Attachment to objects often goes beyond simple material needs to touch on deep psychological mechanisms.
That old exercise bike that serves as a coat rack, the boxes of children’s drawings, or that chipped teapot found at a flea market: we all have memories and objects that we keep “just in case” but which clutter our cupboards. Why is it so difficult to part with it? “We are all more or less attached to objects. They are imbued with our history, they have a certain meaning and are sometimes linked to an identity, to a memory”explains therapist Florine Nottet to Journal des Femmes.
Attachment to material is rooted in deep psychological mechanisms. Behind a preserved object is often an attempt at emotional repair or a projection of self. “The causes can be emotional: filling a void, filling an emotional need, linked to trauma for example, linked to lack”analyzes the expert. “Sometimes we keep things because they mean something about us.” It is also a reflection of our past ambitions or our hopes for change: “We keep objects for what we thought we would do with them or what we would like to do with them”for example through clothes that are too small kept by “hope of regaining its size”.
“Having a few objects can be positive”nevertheless reassures Florine Nottet. This habit even reveals a rare emotional quality: “It’s a great way to pass on stories to our loved ones.” People who keep objects allow them to maintain a connection with those around them and to remember moments spent together. But the specialist warns: this sensitivity requires balance. “If we keep too many memories and are always in the past and in regret, we never live our present moments.”
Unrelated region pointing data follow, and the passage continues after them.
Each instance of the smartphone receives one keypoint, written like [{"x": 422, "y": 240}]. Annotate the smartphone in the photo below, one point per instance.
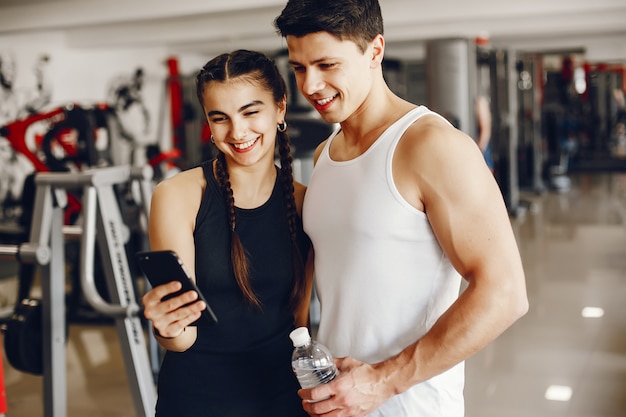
[{"x": 161, "y": 267}]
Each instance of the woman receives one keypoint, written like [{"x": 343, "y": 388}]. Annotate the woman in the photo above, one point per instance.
[{"x": 235, "y": 221}]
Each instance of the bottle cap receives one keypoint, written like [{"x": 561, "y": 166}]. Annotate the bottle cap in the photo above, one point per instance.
[{"x": 300, "y": 336}]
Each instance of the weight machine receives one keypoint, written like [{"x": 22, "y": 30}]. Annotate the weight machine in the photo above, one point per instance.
[{"x": 102, "y": 224}]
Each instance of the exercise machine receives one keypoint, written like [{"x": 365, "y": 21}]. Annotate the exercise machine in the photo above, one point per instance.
[{"x": 103, "y": 227}]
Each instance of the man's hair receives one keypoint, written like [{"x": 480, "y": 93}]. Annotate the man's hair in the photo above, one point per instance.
[{"x": 356, "y": 20}]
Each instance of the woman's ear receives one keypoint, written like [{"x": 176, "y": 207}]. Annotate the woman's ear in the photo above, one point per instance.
[{"x": 282, "y": 108}]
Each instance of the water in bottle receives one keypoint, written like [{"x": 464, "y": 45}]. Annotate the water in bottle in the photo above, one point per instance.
[{"x": 311, "y": 361}]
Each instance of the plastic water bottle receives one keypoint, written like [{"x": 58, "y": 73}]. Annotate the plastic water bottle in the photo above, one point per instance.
[{"x": 311, "y": 361}]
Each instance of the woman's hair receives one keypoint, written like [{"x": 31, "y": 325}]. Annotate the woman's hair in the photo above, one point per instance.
[
  {"x": 356, "y": 20},
  {"x": 259, "y": 69}
]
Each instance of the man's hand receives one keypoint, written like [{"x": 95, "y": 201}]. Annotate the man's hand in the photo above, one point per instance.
[{"x": 358, "y": 390}]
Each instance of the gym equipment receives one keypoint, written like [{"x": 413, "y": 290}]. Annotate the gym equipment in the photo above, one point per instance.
[{"x": 102, "y": 224}]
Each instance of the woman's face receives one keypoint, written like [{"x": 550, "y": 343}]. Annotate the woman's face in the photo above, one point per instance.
[{"x": 243, "y": 118}]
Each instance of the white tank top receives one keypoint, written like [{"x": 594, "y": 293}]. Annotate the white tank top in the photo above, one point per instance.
[{"x": 380, "y": 274}]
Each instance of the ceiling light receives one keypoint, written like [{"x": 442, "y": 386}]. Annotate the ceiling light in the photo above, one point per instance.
[
  {"x": 592, "y": 312},
  {"x": 558, "y": 393}
]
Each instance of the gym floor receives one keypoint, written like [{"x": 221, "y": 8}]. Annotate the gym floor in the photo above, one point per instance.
[{"x": 555, "y": 362}]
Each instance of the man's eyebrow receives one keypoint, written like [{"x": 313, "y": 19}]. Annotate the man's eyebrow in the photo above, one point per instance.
[
  {"x": 241, "y": 109},
  {"x": 317, "y": 61}
]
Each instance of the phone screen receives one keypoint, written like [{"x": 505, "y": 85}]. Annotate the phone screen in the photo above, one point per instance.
[{"x": 161, "y": 267}]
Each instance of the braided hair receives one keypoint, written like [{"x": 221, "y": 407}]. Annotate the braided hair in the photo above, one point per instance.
[{"x": 257, "y": 68}]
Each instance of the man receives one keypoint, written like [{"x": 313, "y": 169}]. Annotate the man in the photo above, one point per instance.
[{"x": 400, "y": 206}]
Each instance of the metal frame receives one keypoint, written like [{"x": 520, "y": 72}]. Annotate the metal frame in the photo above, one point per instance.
[{"x": 102, "y": 223}]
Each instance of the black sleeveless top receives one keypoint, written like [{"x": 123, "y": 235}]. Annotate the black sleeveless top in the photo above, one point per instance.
[{"x": 240, "y": 367}]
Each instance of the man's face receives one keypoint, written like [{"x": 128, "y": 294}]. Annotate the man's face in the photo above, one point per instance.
[{"x": 333, "y": 75}]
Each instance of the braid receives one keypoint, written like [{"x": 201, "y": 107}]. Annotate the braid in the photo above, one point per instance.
[
  {"x": 238, "y": 256},
  {"x": 286, "y": 179}
]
Keeping a lot of objects can also lead to a compulsive accumulation disorder also called “Diogenes syndrome” or scientifically “syllogomania”. It is characterized by great difficulty in separating from objects which accumulate to the point of making everyday life unlivable. Certain signs can alert: if the accumulation generates conflicts, if it becomes “tedious to move around” in the house or if cleaning and tidying becomes difficult to do “the house is so full”we must act. The ultimate alarm signal remains the emotional feeling: “If the person feels guilty or experiences anxiety when we talk to them about it, that’s problematic.”
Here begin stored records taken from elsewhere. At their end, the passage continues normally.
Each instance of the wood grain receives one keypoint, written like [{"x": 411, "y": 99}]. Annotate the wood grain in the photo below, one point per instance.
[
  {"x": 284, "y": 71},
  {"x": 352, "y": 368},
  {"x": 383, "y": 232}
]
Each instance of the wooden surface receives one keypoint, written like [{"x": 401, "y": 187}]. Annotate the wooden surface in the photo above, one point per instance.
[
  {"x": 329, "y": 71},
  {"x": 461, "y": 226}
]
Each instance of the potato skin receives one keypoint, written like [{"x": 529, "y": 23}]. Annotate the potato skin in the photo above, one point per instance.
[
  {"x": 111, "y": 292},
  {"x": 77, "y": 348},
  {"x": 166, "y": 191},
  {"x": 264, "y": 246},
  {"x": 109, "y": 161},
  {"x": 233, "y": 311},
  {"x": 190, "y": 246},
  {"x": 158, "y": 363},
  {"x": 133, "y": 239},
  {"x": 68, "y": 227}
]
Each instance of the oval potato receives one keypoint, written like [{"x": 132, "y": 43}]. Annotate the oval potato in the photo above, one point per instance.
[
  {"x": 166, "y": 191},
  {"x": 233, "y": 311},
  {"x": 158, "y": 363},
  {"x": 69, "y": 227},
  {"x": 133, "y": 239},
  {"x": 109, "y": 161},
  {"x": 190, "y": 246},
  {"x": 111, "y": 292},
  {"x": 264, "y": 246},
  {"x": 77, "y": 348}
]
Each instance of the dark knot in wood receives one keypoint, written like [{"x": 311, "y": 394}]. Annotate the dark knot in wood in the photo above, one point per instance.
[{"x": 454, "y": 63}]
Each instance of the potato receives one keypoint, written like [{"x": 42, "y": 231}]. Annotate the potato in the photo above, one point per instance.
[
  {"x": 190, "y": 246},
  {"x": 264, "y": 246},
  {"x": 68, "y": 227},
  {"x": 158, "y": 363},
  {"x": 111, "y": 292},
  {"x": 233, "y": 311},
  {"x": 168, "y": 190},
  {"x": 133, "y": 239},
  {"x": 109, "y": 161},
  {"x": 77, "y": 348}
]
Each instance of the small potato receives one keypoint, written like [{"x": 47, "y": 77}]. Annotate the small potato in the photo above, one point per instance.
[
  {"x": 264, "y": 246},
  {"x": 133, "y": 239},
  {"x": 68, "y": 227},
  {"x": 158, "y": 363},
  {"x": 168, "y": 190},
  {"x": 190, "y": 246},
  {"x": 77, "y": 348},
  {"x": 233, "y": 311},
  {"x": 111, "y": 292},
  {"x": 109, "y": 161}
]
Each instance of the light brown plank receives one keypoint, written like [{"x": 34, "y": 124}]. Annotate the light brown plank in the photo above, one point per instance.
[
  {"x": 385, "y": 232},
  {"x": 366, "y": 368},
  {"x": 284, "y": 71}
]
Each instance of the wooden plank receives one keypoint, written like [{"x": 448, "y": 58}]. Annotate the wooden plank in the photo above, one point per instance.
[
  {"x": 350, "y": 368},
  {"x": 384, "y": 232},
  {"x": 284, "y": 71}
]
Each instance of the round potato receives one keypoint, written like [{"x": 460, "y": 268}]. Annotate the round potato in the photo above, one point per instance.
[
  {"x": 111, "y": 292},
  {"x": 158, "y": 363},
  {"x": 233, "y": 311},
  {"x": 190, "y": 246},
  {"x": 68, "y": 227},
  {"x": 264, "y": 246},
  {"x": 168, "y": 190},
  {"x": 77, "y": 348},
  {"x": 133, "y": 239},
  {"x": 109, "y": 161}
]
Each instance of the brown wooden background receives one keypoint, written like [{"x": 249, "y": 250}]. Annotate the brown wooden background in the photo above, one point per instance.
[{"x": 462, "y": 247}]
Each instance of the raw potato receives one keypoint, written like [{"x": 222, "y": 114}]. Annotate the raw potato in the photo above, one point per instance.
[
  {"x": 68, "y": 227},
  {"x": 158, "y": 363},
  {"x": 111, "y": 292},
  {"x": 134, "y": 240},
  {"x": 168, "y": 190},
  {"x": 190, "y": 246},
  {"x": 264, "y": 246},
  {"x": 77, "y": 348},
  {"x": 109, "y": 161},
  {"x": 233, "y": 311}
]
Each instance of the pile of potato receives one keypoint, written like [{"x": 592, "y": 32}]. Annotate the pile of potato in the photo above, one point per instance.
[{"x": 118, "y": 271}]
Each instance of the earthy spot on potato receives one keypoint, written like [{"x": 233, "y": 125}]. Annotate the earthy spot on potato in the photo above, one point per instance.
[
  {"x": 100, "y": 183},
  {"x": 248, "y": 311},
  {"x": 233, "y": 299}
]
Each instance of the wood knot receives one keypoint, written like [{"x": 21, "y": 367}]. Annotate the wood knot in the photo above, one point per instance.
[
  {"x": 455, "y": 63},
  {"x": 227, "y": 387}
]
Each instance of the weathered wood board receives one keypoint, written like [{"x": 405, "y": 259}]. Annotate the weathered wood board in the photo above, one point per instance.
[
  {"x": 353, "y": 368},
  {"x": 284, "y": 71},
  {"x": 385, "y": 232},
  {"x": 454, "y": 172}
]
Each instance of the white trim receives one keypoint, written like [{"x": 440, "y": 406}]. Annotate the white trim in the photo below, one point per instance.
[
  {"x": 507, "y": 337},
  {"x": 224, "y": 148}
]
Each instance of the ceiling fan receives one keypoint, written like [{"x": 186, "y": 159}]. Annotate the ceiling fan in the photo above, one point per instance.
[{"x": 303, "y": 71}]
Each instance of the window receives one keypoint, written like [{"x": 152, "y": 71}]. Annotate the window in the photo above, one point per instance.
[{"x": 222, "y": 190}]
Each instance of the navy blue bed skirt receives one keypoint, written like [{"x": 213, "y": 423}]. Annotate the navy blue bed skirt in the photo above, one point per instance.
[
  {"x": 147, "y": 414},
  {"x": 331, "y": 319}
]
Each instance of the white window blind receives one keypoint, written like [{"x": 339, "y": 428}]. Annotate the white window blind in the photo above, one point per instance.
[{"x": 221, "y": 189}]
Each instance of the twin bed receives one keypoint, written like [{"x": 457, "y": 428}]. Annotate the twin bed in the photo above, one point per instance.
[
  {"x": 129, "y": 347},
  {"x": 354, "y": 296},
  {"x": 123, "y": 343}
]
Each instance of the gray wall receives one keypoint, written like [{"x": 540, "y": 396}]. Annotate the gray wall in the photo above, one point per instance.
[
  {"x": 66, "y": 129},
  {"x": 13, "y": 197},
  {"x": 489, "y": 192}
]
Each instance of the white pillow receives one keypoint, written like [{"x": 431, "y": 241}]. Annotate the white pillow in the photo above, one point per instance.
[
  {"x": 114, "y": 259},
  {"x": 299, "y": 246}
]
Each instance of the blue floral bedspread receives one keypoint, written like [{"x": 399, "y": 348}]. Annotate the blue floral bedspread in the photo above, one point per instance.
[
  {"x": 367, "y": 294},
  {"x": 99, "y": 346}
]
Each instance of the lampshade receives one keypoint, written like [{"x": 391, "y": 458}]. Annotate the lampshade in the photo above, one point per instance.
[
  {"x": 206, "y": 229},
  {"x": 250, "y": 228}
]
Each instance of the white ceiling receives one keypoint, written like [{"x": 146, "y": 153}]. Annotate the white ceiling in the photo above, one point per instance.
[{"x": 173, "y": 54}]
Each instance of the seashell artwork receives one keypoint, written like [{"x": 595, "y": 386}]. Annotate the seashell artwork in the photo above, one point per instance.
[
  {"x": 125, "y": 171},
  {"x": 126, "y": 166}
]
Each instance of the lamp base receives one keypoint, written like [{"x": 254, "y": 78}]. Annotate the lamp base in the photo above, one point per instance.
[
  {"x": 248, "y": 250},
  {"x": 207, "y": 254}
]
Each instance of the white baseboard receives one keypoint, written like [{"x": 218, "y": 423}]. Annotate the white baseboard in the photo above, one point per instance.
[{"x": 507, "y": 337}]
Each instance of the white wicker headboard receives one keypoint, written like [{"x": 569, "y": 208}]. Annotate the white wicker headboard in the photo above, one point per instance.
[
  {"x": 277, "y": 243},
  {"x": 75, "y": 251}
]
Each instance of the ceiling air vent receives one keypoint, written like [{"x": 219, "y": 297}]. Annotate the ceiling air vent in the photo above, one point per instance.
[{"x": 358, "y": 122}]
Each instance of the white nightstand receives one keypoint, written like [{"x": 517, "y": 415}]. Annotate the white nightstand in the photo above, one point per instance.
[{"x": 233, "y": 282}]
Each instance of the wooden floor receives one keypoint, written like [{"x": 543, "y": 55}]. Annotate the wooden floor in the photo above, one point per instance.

To find a serene interior, we must question the real function of our objects: “What does this fill me with?”, “Does it give me something positive or negative?”. To avoid the anxiety-provoking effect of clutter, Florine Nottet recommends “cultivate a balance” with simple rules: allow yourself a limited number of souvenir items, or decide that “If I haven’t worn it for a year, I give it away or I sell it”. Sorting regularly is essential because “this requires discipline” so as not to let ourselves be invaded by the consumer society.
Thanks to Florine Nottet, therapist, social worker specializing in addiction and founder of “Vaincre ses addictions”.